Wednesday, April 22, 2015

Crop insurance can tackle bad harvests

Crop insurance can tackle bad harvests
Weather and prices continue to haunt modern agriculture and farmers, only 20% of who are covered by crop insurance in our country.
BY- Shanthu Shantharam
            Two risks that have haunted modern agriculture for decades are weather and prices. Indian farmers have been one of the worst victims of the vagaries of nature and prices. They badly need protection, but less than 20% of them are covered by crop insurance. Insurance is an instrument that is designed to cover risks that can cause significant losses, however frequently or infrequently they occur. Somehow, the Indian psyche cannot seem to accept paying the insurance premium that would be foregone should no adverse event take place, that it’s a price to pay for cover against potentially catastrophic losses. In other words, it is the cost of doing business. Indians, therefore, forego insurance coverage by assuming that such a catastrophe will not visit them. That is one of the reasons why a huge majority of Indians are not covered for loss of life, motor accidents and health emergencies.
            It is also true that most poor people cannot afford even the lowest premium for insurance. Poor Indian farmers, by and large, fall under this category. Considering that 70% of Indians are dependent on agriculture for their livelihood that is a staggering number of people who rise every day to face risks and uncertainty. This huge number is in itself a boon for an insurance company to devise a low-cost group insurance product to cover the loss of crops due to weather. If necessary, all of a poor farmer’s premium should be paid by the state governments on a pro-rata basis.
            If there is no insurance cover for crops and livestock, the country’s food security will be threatened in the short run. It is sad that many farmers commit suicide, mostly because of indebtedness but also because of crop destruction due to untimely rains and hailstorms, as has happened recently in many parts of Maharashtra, Karnataka and Rajasthan. As Indian agriculture will have to adopt new and expensive technologies to counter climate change, insurance cover becomes even more critical. The cost of insurance will become a part of other input costs that will have to be recovered by guaranteed remunerative prices for the harvest.
            If nothing else, the Narendra Modi government needs to be applauded for trying to introduce a market-based farm income insurance scheme combined with weather-based crop insurance products that will replace the ad hoc grants to cover each and every crop loss on humanitarian grounds. It is hoped that these new insurance products will be attractively priced so that a large number of farmers can afford them. There is a real need for outreach and awareness creation about the critical need for insurance at the village level.
            It is becoming really impossible for state governments to offer humanitarian protection, as vagaries of the weather are hitting India at regular intervals.
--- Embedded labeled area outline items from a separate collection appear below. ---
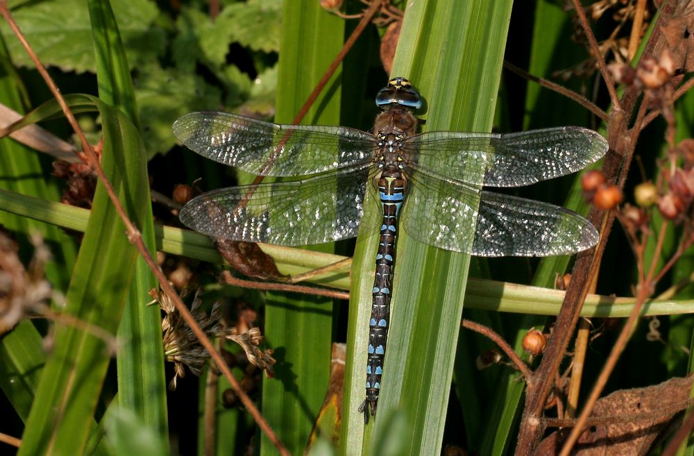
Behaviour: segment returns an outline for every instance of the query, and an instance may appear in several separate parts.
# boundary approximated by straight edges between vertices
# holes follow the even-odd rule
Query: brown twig
[[[591,29],[591,24],[588,23],[588,18],[586,17],[586,12],[583,10],[583,6],[581,5],[579,0],[571,0],[571,1],[573,3],[574,9],[576,10],[576,14],[578,15],[578,19],[581,22],[583,31],[588,38],[588,42],[591,46],[591,51],[593,52],[593,56],[595,58],[595,61],[598,62],[598,67],[600,69],[600,74],[602,75],[602,78],[605,81],[610,81],[611,79],[610,78],[609,71],[607,71],[607,65],[605,64],[605,60],[600,53],[600,47],[598,44],[595,35],[593,34],[593,31]],[[606,85],[607,86],[607,92],[609,93],[609,99],[612,103],[613,108],[621,110],[619,96],[617,96],[617,91],[615,90],[614,84],[608,82]]]
[[[79,125],[77,124],[77,121],[75,119],[74,115],[70,110],[70,108],[65,102],[65,99],[62,98],[60,90],[56,85],[51,76],[48,74],[48,72],[46,71],[44,65],[39,60],[38,57],[33,51],[33,49],[32,49],[29,46],[29,44],[27,42],[24,35],[19,30],[19,26],[17,25],[16,22],[15,22],[15,20],[7,7],[6,0],[0,0],[0,14],[1,14],[7,21],[10,28],[12,30],[12,32],[17,36],[22,46],[24,46],[30,58],[31,58],[35,65],[37,70],[41,74],[44,81],[46,82],[46,85],[48,85],[51,92],[58,101],[62,112],[67,118],[68,122],[69,122],[73,130],[75,131],[75,133],[79,138],[80,142],[82,144],[83,150],[86,153],[89,160],[92,162],[92,164],[94,171],[96,173],[96,176],[101,182],[102,185],[104,186],[104,189],[106,190],[109,199],[113,203],[116,212],[118,213],[119,217],[121,218],[124,225],[126,226],[128,240],[133,244],[135,248],[137,248],[142,258],[144,260],[149,269],[152,271],[154,276],[159,281],[160,287],[171,298],[171,301],[174,302],[174,305],[176,305],[176,309],[180,313],[181,316],[183,316],[186,323],[188,323],[188,326],[190,326],[190,328],[200,341],[201,344],[210,353],[214,363],[224,375],[225,378],[226,378],[226,380],[231,385],[232,387],[234,389],[235,391],[239,395],[239,397],[244,403],[244,405],[248,410],[248,412],[253,417],[253,419],[255,420],[255,422],[257,423],[258,426],[264,432],[266,433],[268,439],[269,439],[270,441],[271,441],[278,448],[280,454],[283,456],[289,456],[289,451],[285,447],[284,444],[282,444],[282,443],[280,441],[277,434],[275,434],[274,431],[273,431],[269,425],[268,425],[267,422],[260,414],[260,411],[257,408],[256,408],[253,402],[251,400],[248,395],[244,392],[243,389],[241,388],[241,385],[239,383],[238,380],[236,380],[234,375],[232,375],[231,371],[226,365],[226,363],[224,362],[221,355],[214,349],[212,342],[205,335],[203,330],[200,328],[199,325],[198,325],[194,317],[191,314],[190,311],[180,300],[180,298],[176,294],[176,290],[174,290],[173,287],[169,283],[166,276],[159,269],[159,267],[157,265],[154,258],[152,257],[152,255],[147,250],[142,241],[142,237],[139,230],[126,214],[120,201],[118,199],[118,197],[114,192],[111,183],[109,182],[108,179],[104,174],[103,170],[101,169],[96,153],[92,149],[91,144],[90,144],[89,142],[87,140],[87,138],[85,137],[84,133],[82,131]]]
[[[505,353],[506,353],[506,355],[509,357],[509,359],[514,363],[516,368],[518,369],[520,373],[523,374],[523,376],[525,378],[525,382],[528,382],[530,381],[532,378],[532,375],[530,375],[530,369],[528,369],[527,365],[526,365],[525,363],[523,362],[523,360],[521,360],[520,357],[516,353],[516,351],[513,349],[513,348],[504,340],[503,337],[484,325],[480,325],[480,323],[475,323],[471,320],[462,319],[460,321],[460,324],[463,328],[466,328],[467,329],[475,331],[475,332],[479,332],[496,344],[496,345],[498,345],[499,348],[501,348]]]
[[[340,64],[342,63],[342,60],[344,60],[345,56],[347,55],[347,53],[349,52],[349,50],[352,49],[352,47],[357,41],[357,38],[362,35],[362,33],[364,32],[364,29],[366,28],[366,26],[369,25],[369,23],[371,22],[371,19],[375,15],[376,12],[382,8],[382,4],[383,0],[373,0],[373,1],[371,2],[371,6],[364,12],[362,20],[360,20],[359,24],[357,24],[357,26],[355,27],[354,31],[349,35],[349,37],[347,38],[347,41],[345,42],[345,44],[342,46],[342,49],[340,49],[340,51],[337,53],[335,58],[332,60],[332,63],[331,63],[330,66],[328,67],[327,70],[325,70],[323,77],[321,77],[321,80],[318,81],[317,84],[316,84],[316,87],[314,88],[313,92],[312,92],[311,94],[308,96],[307,99],[306,99],[303,105],[301,106],[301,109],[299,110],[299,112],[296,114],[296,117],[294,117],[294,119],[292,121],[291,123],[293,124],[298,125],[306,115],[306,113],[308,112],[308,110],[316,101],[316,99],[318,98],[318,96],[321,94],[321,92],[325,86],[325,84],[328,83],[328,81],[332,76],[333,73],[335,73],[335,70],[337,69],[337,67],[340,66]]]
[[[575,101],[576,103],[581,105],[582,106],[587,109],[589,111],[592,112],[593,115],[595,115],[596,117],[598,117],[603,122],[607,122],[607,120],[609,119],[609,117],[607,116],[607,114],[604,111],[601,110],[594,103],[591,103],[591,101],[586,99],[585,96],[582,96],[573,90],[570,90],[562,85],[559,85],[556,83],[552,82],[551,81],[548,81],[547,79],[545,79],[543,78],[540,78],[539,76],[534,76],[534,74],[530,74],[527,71],[518,68],[514,64],[510,63],[507,60],[504,60],[504,68],[515,73],[516,74],[518,74],[521,78],[525,78],[528,81],[532,81],[534,83],[537,83],[542,87],[545,87],[548,89],[550,89],[550,90],[554,90],[557,93],[561,95],[564,95],[564,96],[571,100],[573,100],[574,101]]]
[[[312,269],[308,272],[305,272],[302,274],[296,274],[296,276],[292,276],[289,278],[289,283],[298,283],[303,280],[307,280],[308,279],[313,278],[321,274],[324,274],[326,272],[330,272],[331,271],[335,271],[335,269],[339,269],[343,266],[347,266],[352,264],[353,258],[351,257],[345,258],[344,260],[341,260],[340,261],[337,261],[330,264],[323,266],[323,267],[316,268],[315,269]]]
[[[290,293],[303,293],[304,294],[312,294],[317,296],[328,296],[329,298],[337,298],[337,299],[349,299],[349,293],[346,292],[338,292],[328,289],[327,288],[315,288],[314,287],[303,287],[301,285],[294,285],[289,283],[273,283],[271,282],[255,282],[254,280],[246,280],[239,279],[232,276],[228,271],[221,273],[221,280],[224,283],[242,288],[251,288],[253,289],[263,289],[273,292],[289,292]]]
[[[11,435],[8,435],[4,432],[0,432],[0,442],[3,444],[7,444],[8,445],[12,445],[12,446],[19,448],[22,446],[22,439],[17,439],[17,437],[13,437]]]
[[[638,0],[634,14],[634,22],[632,23],[632,33],[629,36],[629,49],[627,58],[629,60],[636,55],[638,49],[638,39],[641,36],[641,26],[643,24],[643,12],[646,9],[646,0]]]

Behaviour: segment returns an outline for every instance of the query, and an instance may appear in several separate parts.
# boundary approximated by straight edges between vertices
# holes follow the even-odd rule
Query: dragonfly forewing
[[[189,149],[258,176],[307,176],[371,160],[375,138],[341,126],[279,125],[227,112],[190,112],[174,124]]]
[[[573,255],[598,243],[598,230],[568,209],[482,192],[473,255],[545,257]]]
[[[484,257],[568,255],[589,248],[598,230],[582,217],[548,203],[450,185],[413,173],[403,228],[422,242]]]
[[[193,199],[179,214],[200,233],[283,246],[321,244],[357,235],[369,167],[304,180],[231,187]]]
[[[495,135],[434,131],[412,137],[418,169],[473,185],[520,187],[582,169],[607,142],[592,130],[566,126]]]

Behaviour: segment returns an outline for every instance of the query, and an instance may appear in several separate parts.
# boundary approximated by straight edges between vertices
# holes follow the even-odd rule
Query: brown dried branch
[[[253,403],[248,395],[243,391],[241,388],[241,385],[239,384],[234,375],[232,375],[231,371],[226,366],[221,357],[221,355],[216,350],[214,350],[214,347],[212,346],[209,338],[208,338],[208,337],[205,335],[205,332],[197,324],[195,319],[190,314],[190,312],[176,294],[176,290],[174,290],[174,288],[169,284],[169,281],[167,280],[166,276],[164,276],[163,273],[159,269],[154,258],[152,257],[152,255],[147,250],[144,243],[142,242],[142,237],[139,230],[130,220],[127,214],[126,214],[125,210],[123,209],[123,206],[121,205],[120,201],[118,199],[118,197],[114,192],[111,183],[108,181],[108,179],[103,173],[103,170],[101,169],[94,149],[92,147],[91,144],[89,144],[89,142],[85,137],[84,133],[78,124],[74,115],[73,115],[69,107],[67,105],[67,103],[65,102],[65,99],[62,98],[60,90],[56,85],[53,79],[46,71],[43,64],[42,64],[39,60],[38,57],[36,56],[33,49],[32,49],[31,47],[29,46],[29,44],[27,42],[22,31],[19,30],[19,26],[12,18],[12,15],[10,12],[10,10],[8,8],[6,0],[0,0],[0,14],[1,14],[5,18],[5,20],[7,21],[10,28],[24,46],[25,50],[36,67],[37,70],[41,74],[44,81],[46,82],[46,84],[49,86],[51,92],[58,101],[58,104],[60,105],[63,113],[67,118],[70,126],[72,127],[73,130],[79,138],[83,151],[86,153],[87,157],[89,158],[97,176],[99,176],[99,179],[103,185],[104,188],[108,194],[109,199],[111,200],[111,202],[113,203],[114,208],[118,213],[119,217],[123,221],[123,223],[126,226],[128,240],[139,252],[148,267],[157,278],[160,287],[161,287],[162,289],[164,290],[164,292],[173,300],[174,305],[178,310],[178,312],[180,312],[181,315],[186,320],[191,329],[196,334],[196,336],[200,339],[201,344],[202,344],[203,346],[210,353],[212,360],[214,360],[215,364],[217,365],[217,367],[219,367],[219,370],[221,371],[225,378],[226,378],[226,380],[232,385],[234,390],[239,394],[239,396],[241,398],[244,405],[246,406],[249,413],[251,413],[253,419],[255,420],[255,422],[258,423],[261,430],[266,433],[268,438],[278,448],[280,454],[283,456],[289,456],[289,451],[280,441],[277,434],[275,434],[274,431],[273,431],[269,425],[268,425],[267,422],[260,414],[260,412],[255,407],[255,405]]]

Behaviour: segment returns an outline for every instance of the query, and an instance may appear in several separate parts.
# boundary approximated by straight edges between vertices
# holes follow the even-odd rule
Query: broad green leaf
[[[147,179],[137,130],[122,113],[96,99],[67,99],[98,107],[103,126],[102,166],[126,211],[142,226],[146,217],[146,205],[139,203],[146,197],[142,183]],[[49,105],[42,110],[51,109]],[[53,350],[22,436],[20,455],[74,455],[84,448],[110,358],[103,336],[95,335],[115,334],[137,259],[124,230],[99,184],[64,310],[88,326],[85,330],[56,325]],[[103,332],[94,332],[94,328]]]
[[[117,456],[168,456],[167,441],[133,410],[120,407],[108,416],[107,436]]]
[[[275,121],[290,123],[341,47],[344,22],[316,2],[285,1],[282,24]],[[303,124],[339,123],[339,71]],[[267,296],[265,336],[278,363],[276,378],[263,382],[262,412],[293,455],[303,453],[328,391],[332,307],[325,298]],[[264,435],[260,454],[277,454]]]
[[[215,27],[228,31],[229,37],[251,49],[280,50],[282,0],[248,0],[228,5],[215,19]],[[298,39],[295,35],[294,39]]]
[[[143,140],[147,158],[166,152],[176,144],[171,124],[192,110],[217,109],[221,94],[192,73],[143,65],[135,78],[135,91],[144,126]]]
[[[0,337],[0,387],[24,421],[45,362],[41,335],[28,320]]]
[[[96,56],[96,76],[101,99],[120,109],[135,124],[139,124],[133,81],[126,51],[113,12],[108,0],[90,0],[90,15],[94,31]],[[141,162],[140,166],[145,166]],[[146,173],[136,175],[144,201],[150,201]],[[155,255],[154,223],[151,204],[142,204],[144,216],[138,228],[146,248]],[[125,341],[117,355],[118,400],[124,409],[137,414],[137,419],[150,430],[160,432],[161,440],[167,432],[167,387],[164,374],[162,323],[157,306],[148,306],[149,292],[157,289],[154,275],[142,256],[135,263],[128,303],[118,330]]]
[[[489,130],[493,119],[510,2],[423,1],[405,12],[392,76],[407,77],[427,101],[428,130]],[[391,323],[373,434],[362,443],[366,328],[375,253],[360,237],[353,266],[343,454],[358,454],[381,434],[381,416],[405,412],[407,455],[439,454],[469,257],[421,244],[401,230]],[[357,305],[358,303],[358,305]],[[355,326],[355,324],[356,326]],[[355,341],[355,342],[352,342]],[[471,366],[471,369],[472,366]]]
[[[95,71],[92,28],[87,4],[83,0],[46,0],[19,2],[12,11],[15,20],[46,65],[65,71]],[[113,2],[118,26],[123,34],[133,67],[155,59],[163,51],[162,31],[151,27],[158,10],[149,0]],[[10,53],[19,65],[33,65],[7,24],[0,24]]]

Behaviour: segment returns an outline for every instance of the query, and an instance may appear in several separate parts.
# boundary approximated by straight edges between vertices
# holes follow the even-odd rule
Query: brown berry
[[[528,331],[523,338],[523,349],[526,353],[537,356],[545,350],[547,345],[547,338],[542,331],[533,328]]]
[[[600,209],[613,209],[622,202],[622,191],[614,184],[602,185],[595,192],[593,202]]]
[[[581,185],[585,192],[595,192],[605,183],[605,176],[597,170],[588,171],[581,176]]]
[[[193,199],[193,187],[178,184],[174,188],[174,201],[178,204],[185,204]]]
[[[630,204],[625,205],[622,208],[622,215],[634,228],[642,226],[646,222],[646,214],[643,210]]]
[[[650,208],[658,201],[658,189],[652,182],[642,182],[634,189],[634,200],[641,208]]]
[[[676,219],[684,207],[682,201],[672,193],[663,195],[658,200],[658,210],[668,220]]]

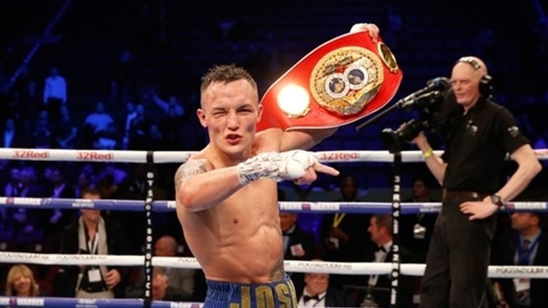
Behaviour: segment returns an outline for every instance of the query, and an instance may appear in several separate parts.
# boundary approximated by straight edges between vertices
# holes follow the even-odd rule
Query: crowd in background
[[[86,63],[85,68],[83,64],[81,68],[85,73],[78,75],[75,73],[78,68],[71,67],[71,62],[68,60],[70,56],[66,55],[71,54],[70,51],[68,48],[64,48],[62,43],[56,45],[56,47],[44,46],[44,53],[48,56],[41,57],[39,52],[33,63],[21,66],[20,75],[8,88],[5,86],[8,83],[7,77],[21,63],[16,61],[9,62],[17,59],[14,56],[15,52],[9,51],[11,49],[6,47],[3,51],[9,54],[0,59],[0,83],[2,84],[2,91],[0,91],[0,148],[146,150],[196,150],[203,148],[207,137],[197,120],[195,112],[199,106],[197,84],[200,75],[203,73],[201,67],[196,63],[194,67],[170,68],[171,64],[166,66],[163,63],[167,68],[172,68],[170,71],[172,73],[184,71],[182,73],[184,78],[180,78],[181,74],[173,73],[163,75],[163,79],[160,80],[155,78],[159,71],[159,68],[154,67],[157,63],[152,62],[155,56],[168,58],[173,54],[180,56],[180,61],[186,61],[183,51],[181,54],[178,54],[175,46],[178,43],[179,45],[182,43],[183,49],[187,47],[191,49],[193,45],[186,45],[184,41],[181,41],[182,43],[178,41],[176,31],[170,28],[170,23],[174,23],[175,19],[173,16],[170,18],[172,12],[169,11],[169,5],[175,4],[165,1],[153,4],[143,1],[140,4],[142,17],[146,21],[142,23],[143,26],[135,29],[130,26],[134,21],[128,21],[127,24],[121,26],[121,30],[116,30],[136,36],[139,38],[136,40],[138,43],[125,41],[117,44],[117,48],[111,50],[106,56],[103,55],[104,58],[98,59],[98,62],[101,63],[98,63],[97,66],[103,68],[93,68],[93,63],[90,66],[89,63]],[[79,9],[81,9],[83,4],[78,5],[81,6]],[[418,18],[410,13],[410,8],[404,5],[399,9],[390,5],[386,7],[384,4],[380,6],[383,8],[380,11],[382,16],[370,16],[370,20],[380,25],[381,36],[395,51],[406,76],[397,95],[407,95],[419,88],[428,78],[447,75],[448,72],[436,70],[433,66],[426,68],[427,61],[419,61],[420,56],[425,56],[422,51],[427,47],[421,45],[420,50],[412,48],[414,43],[421,43],[421,36],[413,36],[411,33],[410,29],[418,31],[417,24],[419,23],[416,20]],[[409,11],[406,11],[405,8]],[[66,14],[70,14],[71,12]],[[193,36],[196,44],[209,46],[213,49],[207,54],[200,53],[202,51],[185,51],[187,53],[198,53],[189,61],[198,61],[206,58],[204,62],[214,63],[230,58],[230,61],[239,62],[258,78],[261,93],[298,60],[300,56],[304,55],[303,51],[295,51],[292,53],[290,48],[295,45],[294,42],[293,45],[290,43],[287,46],[278,43],[277,40],[290,41],[286,37],[283,39],[276,37],[279,35],[276,34],[278,32],[261,32],[260,27],[255,29],[260,18],[254,18],[253,14],[230,14],[230,11],[227,11],[225,14],[218,14],[215,17],[218,19],[208,25],[207,30],[196,31],[198,34],[190,31],[184,34]],[[364,18],[359,16],[359,20],[356,21],[361,21]],[[188,20],[190,19],[188,16]],[[527,19],[524,17],[524,19]],[[139,21],[142,21],[141,19]],[[348,20],[342,21],[338,21],[342,24],[338,28],[334,26],[335,29],[330,32],[330,35],[343,33],[342,29],[352,23]],[[74,21],[72,20],[72,22]],[[524,78],[523,76],[537,81],[543,76],[542,73],[548,71],[546,69],[548,26],[546,20],[542,19],[538,22],[524,22],[522,26],[525,38],[519,41],[527,43],[515,50],[518,63],[510,63],[516,59],[509,60],[497,54],[497,40],[512,40],[505,39],[501,34],[506,34],[501,31],[503,27],[496,24],[487,26],[478,23],[475,29],[477,34],[470,38],[471,41],[475,42],[472,49],[459,48],[459,46],[455,46],[451,52],[459,55],[473,53],[495,63],[489,66],[497,70],[492,75],[498,78],[495,80],[497,84],[502,85],[495,90],[496,101],[512,110],[519,126],[531,140],[534,148],[545,149],[548,148],[548,125],[546,125],[544,117],[548,114],[548,91],[545,86],[537,84],[540,83],[538,82],[524,83],[525,86],[518,82]],[[73,46],[71,43],[77,40],[74,38],[76,36],[68,30],[70,23],[61,24],[60,27],[59,31],[65,35],[68,41],[66,46]],[[290,38],[290,30],[297,32],[298,29],[290,29],[289,26],[285,28],[287,37]],[[108,34],[105,34],[105,36]],[[330,38],[329,36],[321,37],[323,39]],[[260,43],[255,43],[255,41]],[[314,41],[313,44],[306,45],[306,48],[310,49],[322,42]],[[305,45],[303,41],[298,43]],[[4,47],[4,42],[2,44]],[[225,47],[225,49],[220,49]],[[431,46],[432,48],[435,47],[433,44]],[[218,58],[208,58],[212,57],[212,53],[215,53],[220,54]],[[295,53],[299,56],[295,57]],[[74,55],[74,57],[78,56]],[[93,58],[96,56],[98,58],[101,56],[98,53],[92,54],[90,58]],[[432,53],[434,59],[432,61],[437,60],[443,63],[443,67],[447,67],[447,63],[456,60],[456,58],[451,58],[447,54],[442,56],[443,58],[440,60]],[[230,56],[234,56],[234,59]],[[143,58],[148,58],[151,63],[147,66]],[[410,63],[417,63],[417,66],[414,67]],[[210,63],[202,64],[206,67]],[[512,71],[515,68],[510,64],[519,68]],[[92,77],[83,78],[82,75]],[[514,85],[513,82],[516,83],[515,86],[511,86]],[[394,112],[382,123],[395,128],[409,116],[409,113]],[[318,149],[382,150],[378,137],[380,128],[379,126],[372,127],[368,130],[370,131],[364,135],[357,135],[353,131],[349,134],[347,129],[342,128],[338,133],[339,137],[344,138],[338,138],[335,135],[331,143],[324,143],[323,148]],[[543,164],[547,165],[546,163]],[[344,169],[342,165],[340,167]],[[76,198],[81,197],[86,189],[92,188],[97,190],[103,199],[142,200],[146,196],[146,168],[141,164],[0,160],[0,195]],[[173,200],[173,175],[176,168],[176,165],[171,164],[156,166],[157,176],[154,195],[157,200]],[[508,168],[512,168],[513,166],[509,163]],[[546,195],[547,169],[544,167],[542,174],[532,183],[531,188],[524,193],[522,200],[548,200]],[[297,200],[310,200],[315,193],[313,188],[320,188],[330,192],[338,192],[340,189],[340,198],[337,201],[355,201],[360,200],[358,190],[385,188],[390,184],[390,176],[386,175],[386,168],[364,165],[360,169],[353,168],[352,171],[353,178],[344,178],[340,183],[325,182],[320,179],[313,188],[289,185],[283,188],[286,192],[294,192],[293,195]],[[407,175],[411,176],[407,176],[405,180],[408,187],[413,187],[413,196],[406,196],[411,198],[409,201],[437,201],[428,195],[427,188],[429,186],[430,188],[437,187],[427,180],[414,181],[412,178],[415,178],[414,175],[416,174],[413,173],[407,173]],[[280,193],[280,200],[283,200]],[[101,215],[108,217],[120,225],[128,241],[128,253],[142,253],[145,232],[144,215],[142,213],[105,211]],[[71,223],[77,222],[80,216],[81,213],[76,210],[29,210],[0,207],[0,250],[57,253],[61,249],[64,230]],[[535,214],[524,217],[518,216],[510,215],[509,213],[503,213],[499,216],[497,240],[493,244],[495,245],[493,251],[496,252],[494,255],[497,257],[494,259],[494,263],[512,262],[511,258],[505,257],[507,256],[504,255],[507,252],[508,247],[501,244],[508,235],[527,232],[531,225],[543,227],[544,218],[542,216]],[[538,218],[537,221],[535,217]],[[377,248],[382,245],[377,242],[390,231],[387,224],[380,222],[383,217],[373,219],[365,215],[326,215],[312,217],[299,215],[298,217],[296,214],[280,213],[280,218],[287,260],[373,262],[380,260]],[[435,215],[409,215],[402,218],[400,231],[402,242],[409,250],[406,256],[410,262],[424,262],[435,218]],[[136,223],[136,221],[143,223]],[[184,237],[174,212],[154,213],[153,221],[156,242],[161,243],[161,240],[163,239],[168,242],[164,244],[168,247],[168,252],[163,252],[161,249],[156,252],[156,255],[191,256],[191,252],[186,247]],[[285,226],[284,222],[286,222]],[[415,232],[417,225],[425,227],[419,235]],[[379,231],[383,227],[384,231]],[[295,240],[293,237],[297,233],[300,235]],[[374,238],[374,235],[378,236]],[[172,237],[166,240],[163,236]],[[173,244],[171,239],[176,242]],[[539,252],[544,251],[545,246],[543,242],[540,242],[542,246],[539,246]],[[174,246],[176,249],[173,248]],[[534,261],[535,264],[545,265],[548,262],[543,253],[539,252],[539,259]],[[386,255],[383,257],[386,257]],[[58,275],[60,267],[29,265],[10,269],[9,265],[0,265],[0,277],[2,278],[1,283],[6,287],[7,295],[36,296],[39,294],[39,294],[42,295],[57,294],[56,284],[52,282],[59,282]],[[133,268],[121,273],[121,285],[126,289],[121,291],[120,294],[141,296],[138,290],[142,287],[142,277],[140,276],[142,272],[140,270]],[[161,296],[158,295],[157,298],[203,299],[205,287],[201,271],[193,272],[191,278],[187,277],[187,282],[189,279],[192,280],[192,286],[186,284],[185,289],[188,290],[188,293],[183,294],[177,294],[176,291],[178,290],[173,289],[171,284],[178,279],[173,277],[174,272],[170,269],[155,269],[155,286],[163,286],[158,287],[156,292]],[[181,273],[178,274],[183,276]],[[305,285],[312,284],[314,282],[330,282],[331,285],[339,287],[347,284],[365,287],[371,279],[375,283],[380,281],[378,277],[372,277],[334,274],[326,277],[310,274],[294,274],[293,279],[301,292]],[[412,284],[415,284],[413,285],[418,283],[420,281],[412,282]],[[498,287],[504,289],[507,284],[507,282],[502,281]],[[535,284],[534,289],[537,287]],[[323,288],[323,284],[320,288]],[[313,292],[305,291],[303,295],[315,295],[310,293]],[[346,295],[353,297],[355,304],[367,299],[364,294],[363,289],[357,287]],[[305,301],[304,297],[302,299]]]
States will have to borrow or ask for grants from the centre, and parties in power engage in politics at the expense of the hapless farmer. The insurance products must guarantee payment on time, and rate increases for premium must be kept to a bare minimum. Real subsistence farmers must be given insurance protection free of cost; relatively well-off farmers and those growing cash crops can afford to pay market rates. If more than 90% of farmers are covered by proper actuarial standards, there is no reason why insurance should be unaffordable.
            The wrath of nature frequently visits Indian farmers, 70% of whom are engaged in rain-fed farming. In the past five decades, there have been repeatedly failed or delayed monsoons followed by drought. According to estimates from the US National Aeronautics and Space Administration based on satellite data, central and northern India suffer more from extreme drought than any other country in the world. It is a miracle that Indian farmers in these drought-prone regions are still engaged in farming. No government, either at the centre or in the states, has been able to control market prices in six decades. There is a lesson in this for the government that intervention to alter market forces will be a futile exercise and will never solve pricing problems. Agriculture needs to be treated as a business that has to be managed professionally. Instead, it is treated as a social-welfare programme.
            In the post-modern era, a government that can courageously tackle these farmer-centric issues is the one that can cling to power. If the country can use trillions of rupees to prop up the rural jobs guarantee scheme, why is it so difficult to provide both crop insurance and a universal health insurance to its citizens? It may not be easy, but surely it is worth a try.

(Shanthu Shantharam teaches plant biotechnology and biotechnology innovation management at Iowa State University and was formerly executive director of the agricultural group of India’s Association of Biotechnology Led Enterprises. He was also formerly biotech regulator with the US department of agriculture.)